The tax – known as a “bed tax” – is levied on all hotel stays and vacation rentals of six months or less. That money is used to pay for tourism-related advertising, beach renourishment and facilities such as Roger Dean Stadium and the new Ballpark of the Palm Beaches. The County Commission also recently discussed using it for the upkeep of natural areas.
Gannon declined to comment on the pending litigation, but she and Airbnb Florida Policy Director Tom Martinelli exchanged accusations in May letters to the editor in The Post. Martinelli’s letter said Palm Beach County residents earned $9.5 million in supplemental income in 2016 by hosting on Airbnb and estimated the county could collect more than $500,000 in taxes if it would sign a tax agreement with the company, as Martinelli said 38 Florida counties had done. But “Gannon has expressed no interest in entering into a tax agreement with Airbnb,” Martinelli’s May 18 letter said.
Gannon’s letter, published May 27, said she would be eager to reach an agreement with Airbnb except that the company was insisting on keeping its host and property information secret, which would prevent her office from ensuring that the accurate amount of taxes were being collected and paid, which she pointed out is the legal obligation of her office.
Gannon did say last week that her office employs a number of tactics to collect the tax, including hosting programs that educate vacation rental owners about properly registering their property and paying the tax. Beginning in May, vacation rental owners will be able to register their properties online to make the process more efficient and accessible, she said.
Bills like SB 1400 and HB 9 would restrict constitutionally independent elected officials such as tax collectors from doing their jobs, Gannon said.
Obtaining input from all stakeholders in the matter – and not just property owners – “would be more productive,” Gannon said.
Vacation rental owners, like those in other industries, generally favor the broader consistency of statewide as opposed to local regulations, but not all property owners are in favor of the state handling vacation rental regulation instead of their local governments.

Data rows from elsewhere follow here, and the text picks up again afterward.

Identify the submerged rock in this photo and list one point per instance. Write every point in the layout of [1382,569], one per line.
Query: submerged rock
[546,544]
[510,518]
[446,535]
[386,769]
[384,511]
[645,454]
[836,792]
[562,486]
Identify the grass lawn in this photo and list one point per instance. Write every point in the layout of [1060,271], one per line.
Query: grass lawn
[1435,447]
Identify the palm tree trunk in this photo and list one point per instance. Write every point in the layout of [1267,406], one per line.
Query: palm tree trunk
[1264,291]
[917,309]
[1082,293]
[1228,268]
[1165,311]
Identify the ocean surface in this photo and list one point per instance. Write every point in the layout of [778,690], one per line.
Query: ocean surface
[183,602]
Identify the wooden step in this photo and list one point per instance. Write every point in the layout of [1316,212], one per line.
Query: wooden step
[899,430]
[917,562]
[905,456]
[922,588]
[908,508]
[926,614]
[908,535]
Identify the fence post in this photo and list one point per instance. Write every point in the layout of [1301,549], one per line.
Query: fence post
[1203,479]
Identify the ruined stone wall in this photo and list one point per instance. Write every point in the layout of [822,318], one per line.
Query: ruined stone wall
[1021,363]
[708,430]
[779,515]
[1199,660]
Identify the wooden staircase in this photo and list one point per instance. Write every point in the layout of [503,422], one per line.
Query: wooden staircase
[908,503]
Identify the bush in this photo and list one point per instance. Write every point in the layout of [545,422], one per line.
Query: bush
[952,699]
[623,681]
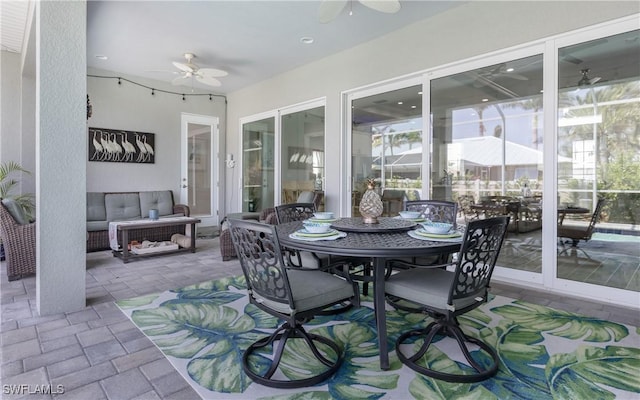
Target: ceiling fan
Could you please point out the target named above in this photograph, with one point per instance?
(330, 9)
(189, 71)
(585, 80)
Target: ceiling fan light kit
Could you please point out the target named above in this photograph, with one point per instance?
(585, 80)
(190, 71)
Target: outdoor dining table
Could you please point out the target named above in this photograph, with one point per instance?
(386, 240)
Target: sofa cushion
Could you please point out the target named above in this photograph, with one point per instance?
(122, 206)
(162, 200)
(96, 210)
(93, 226)
(16, 211)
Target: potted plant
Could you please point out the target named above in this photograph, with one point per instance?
(9, 173)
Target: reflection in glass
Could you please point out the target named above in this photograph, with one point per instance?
(386, 144)
(199, 169)
(302, 153)
(487, 133)
(258, 165)
(599, 156)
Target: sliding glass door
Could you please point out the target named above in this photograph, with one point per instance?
(487, 137)
(282, 155)
(387, 145)
(302, 152)
(598, 145)
(543, 133)
(258, 164)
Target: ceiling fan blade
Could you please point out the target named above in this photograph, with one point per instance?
(181, 80)
(329, 9)
(516, 76)
(212, 72)
(594, 80)
(386, 6)
(183, 67)
(161, 70)
(208, 80)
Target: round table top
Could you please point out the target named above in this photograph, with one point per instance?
(573, 210)
(368, 244)
(384, 225)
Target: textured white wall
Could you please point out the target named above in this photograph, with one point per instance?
(133, 108)
(463, 32)
(60, 172)
(10, 121)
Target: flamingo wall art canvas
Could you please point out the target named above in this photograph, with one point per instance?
(114, 145)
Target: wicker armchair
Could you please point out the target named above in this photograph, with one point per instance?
(19, 241)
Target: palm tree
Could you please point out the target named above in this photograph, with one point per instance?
(8, 181)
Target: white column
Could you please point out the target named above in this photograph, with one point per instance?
(61, 146)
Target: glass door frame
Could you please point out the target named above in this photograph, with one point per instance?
(214, 163)
(546, 280)
(347, 97)
(277, 151)
(240, 162)
(548, 219)
(610, 294)
(307, 105)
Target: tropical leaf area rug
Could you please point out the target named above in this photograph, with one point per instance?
(544, 353)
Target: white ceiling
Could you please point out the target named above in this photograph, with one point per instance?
(252, 40)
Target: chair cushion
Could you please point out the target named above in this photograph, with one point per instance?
(313, 289)
(306, 197)
(96, 210)
(429, 287)
(16, 211)
(161, 200)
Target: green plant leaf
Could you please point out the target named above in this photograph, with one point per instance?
(310, 395)
(222, 284)
(423, 387)
(562, 323)
(585, 373)
(522, 356)
(191, 326)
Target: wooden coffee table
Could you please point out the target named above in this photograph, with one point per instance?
(126, 226)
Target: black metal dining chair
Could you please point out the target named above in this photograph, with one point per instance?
(344, 265)
(435, 211)
(294, 295)
(575, 233)
(444, 295)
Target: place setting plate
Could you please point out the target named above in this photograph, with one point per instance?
(322, 220)
(451, 236)
(303, 234)
(411, 219)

While West Palm Beach resident and vacation rental property manager Rick Rose depends on vacation rentals for his livelihood, he said he sees the issue “more from the neighborhood perspective.”
Rose, who owns Palm Beach Vacation Rentals and Grandview Gardens Bed and Breakfast and Vacation Homes Resort in West Palm Beach’s historic Grandview Heights neighborhood, said it’s OK if some communities do not want vacation rentals.
“If a community says it wants only single-family homes…they should have the ability to regulate that,” he said. “There are lots of neighborhoods in the state that do not want tourists,” he said.
Rose said he’s in favor of “city rule” but also believes “there is a such thing as a healthy balance” like West Palm Beach’s requirement that hosts rent their properties for a minimum of seven days.
“The minimum stay is a way to strike that balance,” he said.